The TSXV-listed Canadian junior base metals stocks (Figure 13) have been quite strong YTD overall compared to the gold or silver companies. The standouts are the copper junior Filo, surging 362% and the zinc junior Foran, spiking 220% (Figure 14). Canada Nickel has also had a strong year, up 76%, and copper company Sandfire Resources is up 34%. The strong performance of Foran has brought it above its share price target, with -20% downside currently, while Canada Nickel has 36% upside, Filo, 23%, and Sandfire just 7% upside, to their consensus targets (Figure 15). The rest of the group still have substantial upside to their targets given their relatively underperformance this year. MacArthur Minerals has the largest upside, as it continues to advance a major iron-ore project towards development (see our April 16, 2021 Weekly for more on MacArthur Minerals).

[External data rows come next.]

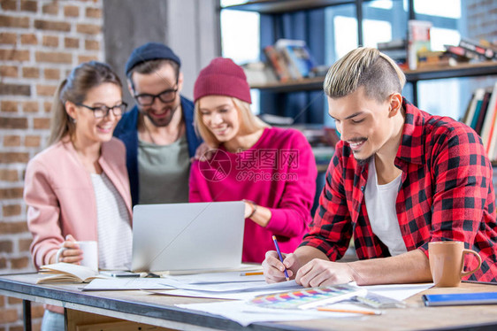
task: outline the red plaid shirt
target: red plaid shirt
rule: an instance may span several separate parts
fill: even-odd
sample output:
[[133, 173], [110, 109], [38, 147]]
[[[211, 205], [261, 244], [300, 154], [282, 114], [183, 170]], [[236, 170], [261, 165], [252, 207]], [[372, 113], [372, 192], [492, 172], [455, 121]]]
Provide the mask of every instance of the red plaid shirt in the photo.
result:
[[[493, 168], [481, 139], [450, 118], [432, 116], [405, 99], [406, 119], [395, 166], [402, 171], [395, 208], [408, 251], [428, 255], [428, 242], [462, 241], [478, 251], [481, 268], [470, 280], [497, 281], [497, 226]], [[348, 143], [337, 143], [310, 230], [301, 245], [340, 258], [350, 238], [360, 259], [389, 257], [373, 234], [364, 202], [368, 164]], [[466, 266], [478, 264], [471, 256]]]

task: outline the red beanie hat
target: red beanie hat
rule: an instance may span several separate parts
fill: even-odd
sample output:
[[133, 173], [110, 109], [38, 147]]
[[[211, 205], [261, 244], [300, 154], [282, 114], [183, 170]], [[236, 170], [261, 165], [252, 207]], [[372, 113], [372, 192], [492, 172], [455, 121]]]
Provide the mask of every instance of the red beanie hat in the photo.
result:
[[247, 76], [231, 58], [216, 58], [201, 70], [194, 87], [194, 101], [206, 96], [233, 96], [252, 104]]

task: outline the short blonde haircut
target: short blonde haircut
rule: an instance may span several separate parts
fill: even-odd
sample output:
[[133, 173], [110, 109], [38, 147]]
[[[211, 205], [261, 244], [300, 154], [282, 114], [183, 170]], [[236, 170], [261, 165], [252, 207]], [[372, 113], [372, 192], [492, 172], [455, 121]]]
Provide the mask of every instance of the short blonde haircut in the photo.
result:
[[368, 97], [383, 103], [393, 93], [401, 93], [405, 83], [404, 73], [392, 58], [377, 49], [360, 47], [330, 67], [323, 88], [336, 99], [363, 86]]
[[[238, 118], [240, 120], [240, 135], [250, 135], [254, 132], [269, 126], [263, 122], [258, 117], [252, 113], [250, 104], [245, 101], [237, 99], [236, 97], [230, 97], [232, 99], [234, 108], [238, 112]], [[221, 142], [216, 138], [214, 134], [205, 126], [202, 120], [202, 113], [200, 112], [200, 103], [202, 98], [198, 99], [195, 104], [194, 123], [197, 135], [209, 146], [218, 146]]]

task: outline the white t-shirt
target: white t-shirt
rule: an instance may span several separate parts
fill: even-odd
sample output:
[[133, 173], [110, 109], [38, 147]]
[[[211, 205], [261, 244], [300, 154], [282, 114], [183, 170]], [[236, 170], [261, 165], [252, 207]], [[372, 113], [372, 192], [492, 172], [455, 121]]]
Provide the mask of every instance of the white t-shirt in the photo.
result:
[[395, 210], [401, 180], [401, 174], [387, 184], [378, 185], [374, 158], [371, 158], [364, 192], [366, 210], [373, 234], [386, 245], [393, 257], [407, 252]]

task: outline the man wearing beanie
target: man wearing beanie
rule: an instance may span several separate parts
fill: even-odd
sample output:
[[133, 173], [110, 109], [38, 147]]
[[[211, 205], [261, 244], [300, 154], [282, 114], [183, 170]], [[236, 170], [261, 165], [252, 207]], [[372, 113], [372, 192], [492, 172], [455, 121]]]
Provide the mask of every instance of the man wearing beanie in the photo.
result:
[[180, 58], [167, 46], [148, 42], [126, 64], [136, 105], [124, 114], [114, 135], [126, 145], [133, 205], [188, 201], [190, 158], [200, 140], [193, 103], [181, 96]]

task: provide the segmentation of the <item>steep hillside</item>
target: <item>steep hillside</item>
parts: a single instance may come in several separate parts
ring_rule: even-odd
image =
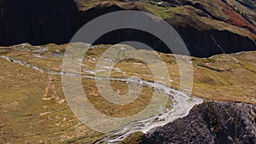
[[[26,42],[67,43],[93,18],[113,11],[135,9],[168,21],[182,36],[193,56],[256,49],[255,2],[250,0],[3,0],[0,8],[0,45]],[[147,34],[136,31],[107,34],[96,43],[132,38],[150,42],[149,45],[157,50],[170,53],[165,44],[156,43]]]

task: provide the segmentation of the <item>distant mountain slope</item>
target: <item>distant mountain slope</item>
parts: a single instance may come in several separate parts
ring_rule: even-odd
[[[0,8],[0,45],[66,43],[93,18],[134,9],[165,19],[177,29],[193,56],[256,50],[253,0],[2,0]],[[130,30],[110,33],[96,43],[124,40],[147,42],[156,50],[171,53],[148,35]]]

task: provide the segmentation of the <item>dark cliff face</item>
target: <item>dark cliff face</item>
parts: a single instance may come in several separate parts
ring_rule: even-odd
[[[0,7],[0,45],[67,43],[90,20],[124,9],[110,5],[79,11],[73,0],[3,0]],[[200,31],[191,26],[176,28],[192,56],[207,57],[222,53],[256,50],[253,40],[228,31]],[[95,43],[113,44],[127,40],[139,40],[158,51],[171,53],[159,39],[136,31],[111,32]]]
[[[209,102],[143,137],[150,143],[256,143],[255,105]]]

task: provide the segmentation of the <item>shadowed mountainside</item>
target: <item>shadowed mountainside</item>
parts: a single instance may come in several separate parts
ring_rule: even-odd
[[[146,134],[148,143],[255,143],[255,106],[209,102],[190,114]]]
[[[0,45],[67,43],[90,20],[109,12],[134,9],[152,13],[169,22],[193,56],[255,50],[254,7],[255,3],[249,0],[3,0]],[[171,53],[163,43],[137,31],[108,33],[95,44],[133,39]]]

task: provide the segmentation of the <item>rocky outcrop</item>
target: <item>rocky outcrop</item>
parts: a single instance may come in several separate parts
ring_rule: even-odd
[[[1,1],[0,45],[7,46],[20,43],[30,43],[33,45],[49,43],[67,43],[81,26],[103,14],[123,9],[146,10],[143,6],[132,4],[131,2],[129,2],[131,3],[125,7],[110,3],[96,4],[88,9],[79,9],[77,2],[74,0]],[[177,2],[175,1],[175,3]],[[184,3],[178,3],[196,6],[187,0],[183,2]],[[128,2],[124,3],[125,3]],[[169,3],[172,3],[172,1]],[[172,4],[178,4],[175,3]],[[204,11],[201,13],[205,13]],[[211,11],[207,11],[204,15],[211,16],[210,14]],[[212,15],[211,17],[214,19]],[[177,19],[187,20],[186,17],[182,17],[183,15],[177,14],[175,17],[179,16],[180,18]],[[190,19],[192,21],[187,23],[196,26],[196,22],[193,22],[195,19],[193,20],[193,17]],[[166,20],[172,25],[173,21],[175,22],[170,19]],[[219,31],[214,28],[199,29],[187,24],[175,26],[175,28],[183,37],[192,56],[208,57],[216,54],[256,50],[255,40],[230,31]],[[250,33],[250,36],[252,35]],[[160,39],[140,31],[115,31],[102,36],[95,44],[113,44],[131,40],[147,43],[160,52],[172,53]]]
[[[256,106],[203,103],[189,116],[152,130],[142,143],[256,143]]]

All of the gold producers were up this week as the market seems to be starting to price in substantial upside for the gold price for possibly the first time so far in 2021 (Figure 16). News flows included Centerra entering arbitration against the Kyrgyz Republic and Iamgold providing an operational update. (Figure 18). The Canadian juniors also mainly rose (Figure 17). For the Canadian juniors operating mainly domestically, Victoria reported Q1/21 results, Pure Gold provided an operational update, New Found Gold reported stock option grants and GT Gold's acquisition by Newmont was completed (Figure 19). For the Canadian juniors operating mainly internationally, K92 reported Q1/21 results, Rupert Resources announced a bought deal private placement and Novo completed the exercise of its option to earn a 50% interest in the Malmsbury project (Figure 20)
Disclaimer: This report is for informational use only and should not be used an alternative to the financial and legal advice of a qualified professional in business planning and investment. We do not represent that forecasts in this report will lead to a specific outcome or result, and are not liable in the event of any business action taken in whole or in part as a result of the contents of this report.